The police chief of the adjacent town of Pinckard, James Arrington, says Dykes and the boy are in a bunker that's about 4 feet underground and has about 6-by-8 feet of floor space, CBS affiliate WKRG reported.

He says the man identified by neighbors as Dykes has been sleeping some.

The chief also says the man holds strong anti-government views and the FBI has reason to believe the shooting of the driver was a hate crime, WKRG reported.

The talks continued, police said, through a ventilation pipe.

Multiple neighbors identified the suspect as Jimmy Lee Dykes, a 65-year-old retired truck driver who had moved to the neighborhood on a rutted red clay road more than a year ago.
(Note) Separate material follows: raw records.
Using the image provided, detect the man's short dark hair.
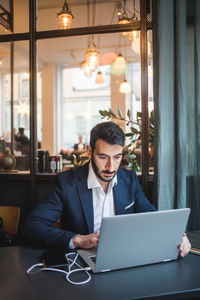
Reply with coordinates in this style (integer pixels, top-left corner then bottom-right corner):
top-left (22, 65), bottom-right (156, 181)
top-left (90, 122), bottom-right (125, 150)
top-left (19, 127), bottom-right (24, 134)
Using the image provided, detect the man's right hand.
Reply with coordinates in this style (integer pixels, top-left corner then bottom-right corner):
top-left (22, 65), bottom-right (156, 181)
top-left (72, 232), bottom-right (100, 249)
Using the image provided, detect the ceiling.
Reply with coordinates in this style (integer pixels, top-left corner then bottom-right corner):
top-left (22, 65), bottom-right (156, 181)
top-left (38, 0), bottom-right (113, 9)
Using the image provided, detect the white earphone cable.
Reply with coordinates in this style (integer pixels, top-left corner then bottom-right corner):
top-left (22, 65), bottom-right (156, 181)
top-left (26, 252), bottom-right (91, 285)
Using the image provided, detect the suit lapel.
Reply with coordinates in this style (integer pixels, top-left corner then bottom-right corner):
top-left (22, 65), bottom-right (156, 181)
top-left (113, 183), bottom-right (126, 214)
top-left (77, 164), bottom-right (94, 233)
top-left (113, 170), bottom-right (131, 215)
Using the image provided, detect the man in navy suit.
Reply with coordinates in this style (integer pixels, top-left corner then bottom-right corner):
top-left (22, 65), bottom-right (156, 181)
top-left (21, 122), bottom-right (191, 256)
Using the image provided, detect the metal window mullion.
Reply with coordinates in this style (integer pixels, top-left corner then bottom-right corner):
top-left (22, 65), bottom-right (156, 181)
top-left (140, 0), bottom-right (149, 195)
top-left (10, 41), bottom-right (14, 154)
top-left (29, 0), bottom-right (37, 208)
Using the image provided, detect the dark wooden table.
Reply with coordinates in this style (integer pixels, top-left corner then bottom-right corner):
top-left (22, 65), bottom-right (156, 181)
top-left (0, 245), bottom-right (200, 300)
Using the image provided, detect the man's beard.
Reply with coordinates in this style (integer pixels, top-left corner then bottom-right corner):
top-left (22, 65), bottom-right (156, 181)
top-left (91, 154), bottom-right (117, 183)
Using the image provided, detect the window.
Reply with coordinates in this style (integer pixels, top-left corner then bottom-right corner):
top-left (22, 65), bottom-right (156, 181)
top-left (59, 65), bottom-right (111, 149)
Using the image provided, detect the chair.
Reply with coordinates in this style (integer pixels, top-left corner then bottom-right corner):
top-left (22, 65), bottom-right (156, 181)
top-left (0, 206), bottom-right (20, 235)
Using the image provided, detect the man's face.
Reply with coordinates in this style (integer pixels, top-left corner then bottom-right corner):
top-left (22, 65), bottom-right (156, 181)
top-left (87, 139), bottom-right (123, 183)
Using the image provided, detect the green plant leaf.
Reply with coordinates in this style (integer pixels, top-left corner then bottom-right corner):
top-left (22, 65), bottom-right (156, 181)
top-left (99, 110), bottom-right (108, 117)
top-left (125, 132), bottom-right (134, 137)
top-left (130, 127), bottom-right (140, 134)
top-left (127, 142), bottom-right (133, 147)
top-left (109, 108), bottom-right (116, 117)
top-left (127, 109), bottom-right (131, 119)
top-left (117, 107), bottom-right (123, 118)
top-left (129, 154), bottom-right (136, 159)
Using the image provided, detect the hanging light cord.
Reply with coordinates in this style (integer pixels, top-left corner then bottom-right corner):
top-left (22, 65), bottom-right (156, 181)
top-left (87, 0), bottom-right (91, 45)
top-left (132, 0), bottom-right (139, 20)
top-left (92, 0), bottom-right (96, 43)
top-left (92, 0), bottom-right (96, 27)
top-left (121, 0), bottom-right (132, 18)
top-left (110, 4), bottom-right (117, 24)
top-left (87, 0), bottom-right (96, 45)
top-left (132, 0), bottom-right (140, 15)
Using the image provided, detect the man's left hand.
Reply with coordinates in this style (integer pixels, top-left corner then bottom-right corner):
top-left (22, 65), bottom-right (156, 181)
top-left (179, 233), bottom-right (191, 257)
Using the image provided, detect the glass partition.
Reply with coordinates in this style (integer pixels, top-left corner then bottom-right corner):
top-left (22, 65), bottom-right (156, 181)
top-left (13, 0), bottom-right (29, 33)
top-left (0, 41), bottom-right (30, 172)
top-left (0, 42), bottom-right (11, 146)
top-left (0, 0), bottom-right (153, 181)
top-left (0, 0), bottom-right (154, 213)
It didn't take long before he developed a frightening reputation as a volatile man with anti-government views who threatened his neighbors at gunpoint and was vicious to wandering pets.

The boy was watching TV in the bunker and getting medication sent from home, according to state Rep. Steve Clouse, who met with authorities and visited the boy's family. Clouse said the bunker had food and electricity. Authorities lowered medicine into the bunker for the boy after his captor agreed to it, Clouse said.

"He will have to give up sooner or later because (authorities) are not leaving," said Arrington. "It's pretty small, but he's been known to stay in there eight days."

"He's against the government - starting with Obama on down," Arrington said. "He doesn't like law enforcement or the government telling him what to do. He's just a loner."

Dozens of cars for police and FBI agents blocked the entrance to the dirt road to the property. At least one ambulance was parked nearby. Homes on the road had been evacuated after authorities found what they believed to be a bomb on the property.

Police negotiators tried to win the boy's safe release.

"As far as we know there is no relation at all. He just wanted a child for a hostage situation," said Michael Senn, a pastor who helped comfort traumatized children after the attack.

The slain bus driver, Charles Albert Poland Jr., 66, was hailed by locals as a hero who gave his life Wednesday to protect the 21 students aboard the bus. Authorities say most of the students scrambled to the back of the bus when the gunman boarded and said he wanted two boys 6 to 8 years old.

When the gunman went down the aisle, authorities said, Poland tried to block him. That's when authorities say the driver was shot four times before the gunman grabbed the child at random and fled.